Employment Report Update

Today's employment situation report showed a month-over-month loss of 84,000 jobs and a jump in the unemployment rate to 6.1%.  Prior months were revised lower (larger job losses) so the report is even weaker than it seems on the surface.

As we noted yesterday, there is a factor affecting all of these data -- the "emergency" extension of unemployment benefits.  This has distorted the normal relationship between initial jobless claims and the monthly change in non-farm payrolls.  If we give some  credence to today's report, it suggests that initial claims have indeed been somewhat exaggerated.

To be very clear about this, the jobless claims are from people who are actually unemployed and deserve benefits, so it is not a "fake" count.  It is more like taking unemployed from a long period of time and bunching them into a single month.

The jump in the unemployment rate may reflect the same factor.  To qualify for unemployment benefits one must be actively looking for work -- the same test that is used to be counted as unemployed in the survey.  Steve Liesman on CNBC just raised this question.  He wondered whether respondents who were getting unemployment benefits might respond to the employment survey question differently, just to be consistent.

It is an interesting thought.  We might add that most people do not understand or believe the difference between government agencies.  The federal unemployment pollsters do not report to the state employment agencies, but who knows or believes that?

Conclusion

Serious job losses continue, indicative of a weak economy, operating below normal trend growth.  Job losses in this range are consistent with GDP growth of about 1%.

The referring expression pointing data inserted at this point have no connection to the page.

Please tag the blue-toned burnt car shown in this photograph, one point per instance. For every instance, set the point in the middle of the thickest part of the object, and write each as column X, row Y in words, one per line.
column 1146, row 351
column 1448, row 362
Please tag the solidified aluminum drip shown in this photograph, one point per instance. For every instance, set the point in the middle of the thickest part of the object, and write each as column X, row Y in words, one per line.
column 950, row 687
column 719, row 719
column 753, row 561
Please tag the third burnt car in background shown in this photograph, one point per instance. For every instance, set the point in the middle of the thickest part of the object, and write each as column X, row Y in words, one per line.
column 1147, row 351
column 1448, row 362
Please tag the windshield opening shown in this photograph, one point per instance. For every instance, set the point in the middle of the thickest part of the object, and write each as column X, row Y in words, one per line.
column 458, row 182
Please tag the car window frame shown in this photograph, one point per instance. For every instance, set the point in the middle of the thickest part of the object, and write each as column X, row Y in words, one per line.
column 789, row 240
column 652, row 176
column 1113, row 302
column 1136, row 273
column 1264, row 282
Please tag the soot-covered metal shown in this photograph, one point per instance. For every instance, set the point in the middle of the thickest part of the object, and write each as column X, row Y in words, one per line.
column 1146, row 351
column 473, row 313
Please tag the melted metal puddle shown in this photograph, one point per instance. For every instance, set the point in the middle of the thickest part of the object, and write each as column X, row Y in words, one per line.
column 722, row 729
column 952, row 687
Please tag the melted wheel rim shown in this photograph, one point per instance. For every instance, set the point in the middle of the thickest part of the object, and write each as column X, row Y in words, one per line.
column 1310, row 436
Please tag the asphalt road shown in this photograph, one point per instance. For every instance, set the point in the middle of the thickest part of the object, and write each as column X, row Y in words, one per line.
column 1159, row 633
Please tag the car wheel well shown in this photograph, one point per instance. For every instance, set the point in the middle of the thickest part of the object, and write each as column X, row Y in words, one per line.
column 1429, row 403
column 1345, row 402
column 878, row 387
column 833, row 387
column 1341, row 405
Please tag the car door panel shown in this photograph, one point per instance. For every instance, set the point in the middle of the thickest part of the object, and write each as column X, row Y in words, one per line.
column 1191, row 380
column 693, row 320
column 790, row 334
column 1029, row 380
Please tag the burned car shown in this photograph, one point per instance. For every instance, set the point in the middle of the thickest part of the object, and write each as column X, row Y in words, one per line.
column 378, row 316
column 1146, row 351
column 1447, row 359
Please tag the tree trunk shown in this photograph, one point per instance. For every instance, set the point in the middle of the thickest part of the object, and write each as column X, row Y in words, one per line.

We might not ever reach the popular recession rule of thumb of two quarters of negative growth, but prolonged loss of potential output is just as serious.  Dueling politicians and economists will debate whether this is technically a recession, including the Bush spokesman this morning saying (predictably) that it is not.  Meanwhile, the odds increase that the official NBER action will eventually call this a recession.  If so, the starting date will go back to the peak of growth.